Joined: August 15, 2006
As Jon stated, to get back to the original question, yes Ted it is worth it. WE have alot of issues in PT that we are having to pull up our sleeves and get down in the trenches so to speak and work out. But, we will. I would go for the DPT with the vision and progression that PT is headed in, you would only have to go back for it and believe me, going back isn't that easy of a decision. I am a bachelor PT and just can't afford to go back. I got three kids of my own that I am trying to help through college, one attempting vet school with an enormous price tag. Talk about cost vs. payback, Vets don't make that much for what they have to go through in training, but of course, just like us, they do it for the love of their profession. Bottom line, if you like the work, you will find yourself in a great profession. Being in a profession that makes lots of money but causes high stress because you only go for the money ends up costing you in your health, relationships, and personal self worth.
Joined: December 28, 2006
I agree with that Karie PT is a good profession and its worth it.But it doesn't mean if I went on a profession because of the money only I'm not gonna be happy.Some people change their profession because of the money..guess what they end up loving that job.If I were forced to do a job because of the money thats difference.
Here is some of the story in allnurses.com why did they become nurse.
Well I started out wanting to be a horse trainer but I realized that I wasn't going to make the big bucks at that job and I decided to become a high school teacher but that didn't pan out and I am glad that it didn't. I finally decided on becoming an nurse and i am soooooooo glad at what I did. I would have never been able to do and see the things that I have all these years.

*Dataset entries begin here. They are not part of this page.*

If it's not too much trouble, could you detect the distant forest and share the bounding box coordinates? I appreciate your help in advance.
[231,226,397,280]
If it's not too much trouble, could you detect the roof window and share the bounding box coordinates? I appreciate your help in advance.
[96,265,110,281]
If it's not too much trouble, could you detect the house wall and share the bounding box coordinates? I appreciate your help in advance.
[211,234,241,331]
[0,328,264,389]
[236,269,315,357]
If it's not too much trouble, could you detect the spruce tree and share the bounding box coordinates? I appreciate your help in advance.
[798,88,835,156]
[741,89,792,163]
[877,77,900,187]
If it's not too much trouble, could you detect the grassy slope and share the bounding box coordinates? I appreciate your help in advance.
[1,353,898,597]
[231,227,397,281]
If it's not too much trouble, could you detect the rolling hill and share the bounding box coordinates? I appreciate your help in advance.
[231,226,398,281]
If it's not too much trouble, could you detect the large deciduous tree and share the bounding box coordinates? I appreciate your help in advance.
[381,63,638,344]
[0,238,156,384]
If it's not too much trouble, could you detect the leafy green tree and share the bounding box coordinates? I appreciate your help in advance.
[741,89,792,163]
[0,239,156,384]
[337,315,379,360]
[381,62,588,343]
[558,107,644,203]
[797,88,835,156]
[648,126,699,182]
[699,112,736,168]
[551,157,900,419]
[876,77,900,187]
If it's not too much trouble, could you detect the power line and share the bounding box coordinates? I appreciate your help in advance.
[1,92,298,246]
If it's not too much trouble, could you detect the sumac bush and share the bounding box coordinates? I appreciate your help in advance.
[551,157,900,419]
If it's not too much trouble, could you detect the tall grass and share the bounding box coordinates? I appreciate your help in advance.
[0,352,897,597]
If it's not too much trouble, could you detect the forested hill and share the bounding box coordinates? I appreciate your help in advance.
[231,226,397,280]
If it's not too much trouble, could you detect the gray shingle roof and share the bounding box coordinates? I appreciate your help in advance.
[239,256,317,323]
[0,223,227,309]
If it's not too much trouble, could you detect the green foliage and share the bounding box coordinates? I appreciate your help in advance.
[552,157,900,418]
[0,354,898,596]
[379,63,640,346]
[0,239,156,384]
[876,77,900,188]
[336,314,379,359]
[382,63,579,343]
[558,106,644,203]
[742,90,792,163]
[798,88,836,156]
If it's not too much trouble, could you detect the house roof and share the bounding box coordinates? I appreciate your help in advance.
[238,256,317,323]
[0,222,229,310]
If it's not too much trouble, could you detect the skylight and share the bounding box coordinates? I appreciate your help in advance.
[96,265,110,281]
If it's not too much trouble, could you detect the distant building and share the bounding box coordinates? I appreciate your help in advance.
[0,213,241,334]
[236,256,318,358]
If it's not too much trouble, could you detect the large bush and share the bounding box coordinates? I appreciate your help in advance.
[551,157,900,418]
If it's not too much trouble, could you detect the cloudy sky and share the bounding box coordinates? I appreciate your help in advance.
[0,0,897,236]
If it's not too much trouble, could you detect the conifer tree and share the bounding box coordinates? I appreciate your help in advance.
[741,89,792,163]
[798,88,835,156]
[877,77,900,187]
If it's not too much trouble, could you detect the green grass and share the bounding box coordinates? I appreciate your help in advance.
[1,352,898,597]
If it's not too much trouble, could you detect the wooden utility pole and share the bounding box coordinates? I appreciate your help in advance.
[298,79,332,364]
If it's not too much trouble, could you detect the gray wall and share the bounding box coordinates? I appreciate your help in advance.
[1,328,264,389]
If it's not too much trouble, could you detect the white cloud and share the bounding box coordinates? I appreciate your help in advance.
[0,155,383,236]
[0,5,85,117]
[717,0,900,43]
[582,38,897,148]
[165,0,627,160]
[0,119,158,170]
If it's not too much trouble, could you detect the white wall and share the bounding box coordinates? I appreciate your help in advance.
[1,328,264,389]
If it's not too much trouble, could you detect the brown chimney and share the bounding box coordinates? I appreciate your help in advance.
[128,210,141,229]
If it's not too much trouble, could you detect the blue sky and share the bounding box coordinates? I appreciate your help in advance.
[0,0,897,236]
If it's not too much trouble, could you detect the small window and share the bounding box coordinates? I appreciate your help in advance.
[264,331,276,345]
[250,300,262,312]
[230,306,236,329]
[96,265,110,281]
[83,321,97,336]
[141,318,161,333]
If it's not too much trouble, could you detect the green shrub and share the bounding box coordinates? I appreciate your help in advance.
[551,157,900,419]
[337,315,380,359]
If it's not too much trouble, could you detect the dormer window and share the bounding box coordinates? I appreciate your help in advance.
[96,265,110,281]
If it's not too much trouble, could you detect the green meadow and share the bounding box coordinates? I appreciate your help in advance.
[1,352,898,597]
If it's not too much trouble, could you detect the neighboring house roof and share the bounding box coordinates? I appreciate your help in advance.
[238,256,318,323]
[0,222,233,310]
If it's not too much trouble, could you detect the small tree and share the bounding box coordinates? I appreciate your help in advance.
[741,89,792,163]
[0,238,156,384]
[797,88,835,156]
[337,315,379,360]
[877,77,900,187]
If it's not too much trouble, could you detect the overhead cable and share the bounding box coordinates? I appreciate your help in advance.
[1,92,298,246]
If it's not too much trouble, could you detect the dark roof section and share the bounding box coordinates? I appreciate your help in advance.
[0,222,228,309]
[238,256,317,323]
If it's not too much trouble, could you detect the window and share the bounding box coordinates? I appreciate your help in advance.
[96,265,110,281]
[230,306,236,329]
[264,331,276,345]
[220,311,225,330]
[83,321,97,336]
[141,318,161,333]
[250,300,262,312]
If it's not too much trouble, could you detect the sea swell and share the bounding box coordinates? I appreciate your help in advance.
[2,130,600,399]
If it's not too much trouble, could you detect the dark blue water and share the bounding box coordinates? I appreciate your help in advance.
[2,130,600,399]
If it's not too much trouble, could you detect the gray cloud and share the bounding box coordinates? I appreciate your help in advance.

I have been a nurse for 30 years and in corrections for 16 and I am glad that I am doing this. I love my job and I wake up wanting to go to work and each day I feel like this is where I am supposed to be, taking care of these guys and making their life just a little better and making them feel like there are a few people that care.... I only have 6 more years and then I can retire, but I don't think that I would ever completely quit working, I will find something to do in my spare time when I can.
I'm not bashing the PT community...I'm just giving my personal opinion.